You can achieve splitting any file to chunks like below, here the CHUNK_SIZE is 500000 bytes(500kb) and content can be any file :
for idx,val in enumerate(get_chunk(content, CHUNK_SIZE)):
data=val
index=idx
def get_chunk(content,size):
for i in range(0,len(content),size):
yield content[i:i+size]
This worked for me
import os
fil = "inputfile"
outfil = "outputfile"
f = open(fil,'r')
numbits = 1000000000
for i in range(0,os.stat(fil).st_size/numbits+1):
o = open(outfil+str(i),'w')
segment = f.readlines(numbits)
for c in range(0,len(segment)):
o.write(segment[c]+"\n")
o.close()
I had a requirement to split csv files for import into Dynamics CRM since the file size limit for import is 8MB and the files we receive are much larger. This program allows user to input FileNames and LinesPerFile, and then splits the specified files into the requested number of lines.

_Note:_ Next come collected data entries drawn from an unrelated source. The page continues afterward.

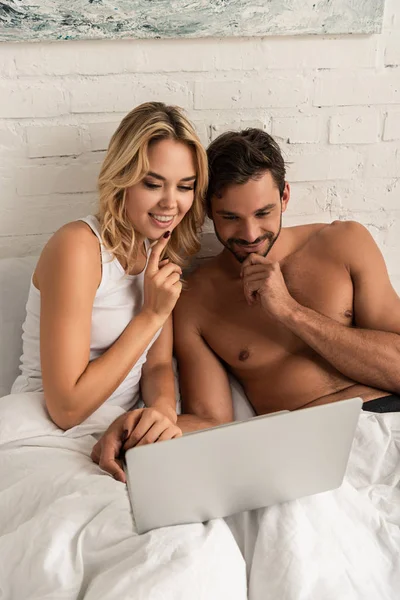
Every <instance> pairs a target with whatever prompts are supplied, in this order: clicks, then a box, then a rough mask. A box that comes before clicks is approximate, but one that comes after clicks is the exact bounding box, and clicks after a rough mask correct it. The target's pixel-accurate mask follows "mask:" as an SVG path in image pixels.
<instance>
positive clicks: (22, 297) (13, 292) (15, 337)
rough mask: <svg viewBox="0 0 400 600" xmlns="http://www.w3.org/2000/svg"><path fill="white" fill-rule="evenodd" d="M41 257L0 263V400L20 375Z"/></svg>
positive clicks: (0, 260) (0, 262)
mask: <svg viewBox="0 0 400 600" xmlns="http://www.w3.org/2000/svg"><path fill="white" fill-rule="evenodd" d="M37 260H38V258H37V256H28V257H24V258H3V259H1V260H0V398H1V397H2V396H6V395H7V394H9V393H10V389H11V386H12V384H13V383H14V380H15V378H16V377H17V375H18V374H19V371H18V367H19V358H20V356H21V353H22V337H21V336H22V324H23V322H24V321H25V306H26V301H27V299H28V291H29V285H30V281H31V276H32V273H33V271H34V268H35V265H36V262H37Z"/></svg>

I can't believe how fast it works!
# user input FileNames and LinesPerFile
FileCount = 1
FileNames = []
while True:
FileName = raw_input('File Name ' + str(FileCount) + ' (enter "Done" after last File):')
FileCount = FileCount + 1
if FileName == 'Done':
break
else:
FileNames.append(FileName)
LinesPerFile = raw_input('Lines Per File:')
LinesPerFile = int(LinesPerFile)
for FileName in FileNames:
File = open(FileName)
# get Header row
for Line in File:
Header = Line
break
FileCount = 0
Linecount = 1
for Line in File:
#skip Header in File
if Line == Header:
continue
#create NewFile with Header every [LinesPerFile] Lines
if Linecount % LinesPerFile == 1:
FileCount = FileCount + 1
NewFileName = FileName[:FileName.find('.')] + '-Part' + str(FileCount) + FileName[FileName.find('.'):]
NewFile = open(NewFileName,'w')
NewFile.write(Header)
NewFile.write(Line)
Linecount = Linecount + 1
NewFile.close()
import subprocess
subprocess.run('split -l number_of_lines file_path', shell = True)
For example if you want 50000 lines in one files and path is /home/data then you can run below command
subprocess.run('split -l 50000 /home/data', shell = True)
If you are not sure how many lines to keep in split files but knows how many split you want then In Jupyter Notebook/Shell you can check total number of Lines using below command and then divide by total number of split you want
! wc -l file_path
in this case
! wc -l /home/data
And Just so you know output file will not have file extension but its same extension as input file You can change it manually if Windows
Or, a python version of wc and split:
lines = 0
for l in open(filename): lines += 1
Then some code to read the first lines/3 into one file, the next lines/3 into another , etc.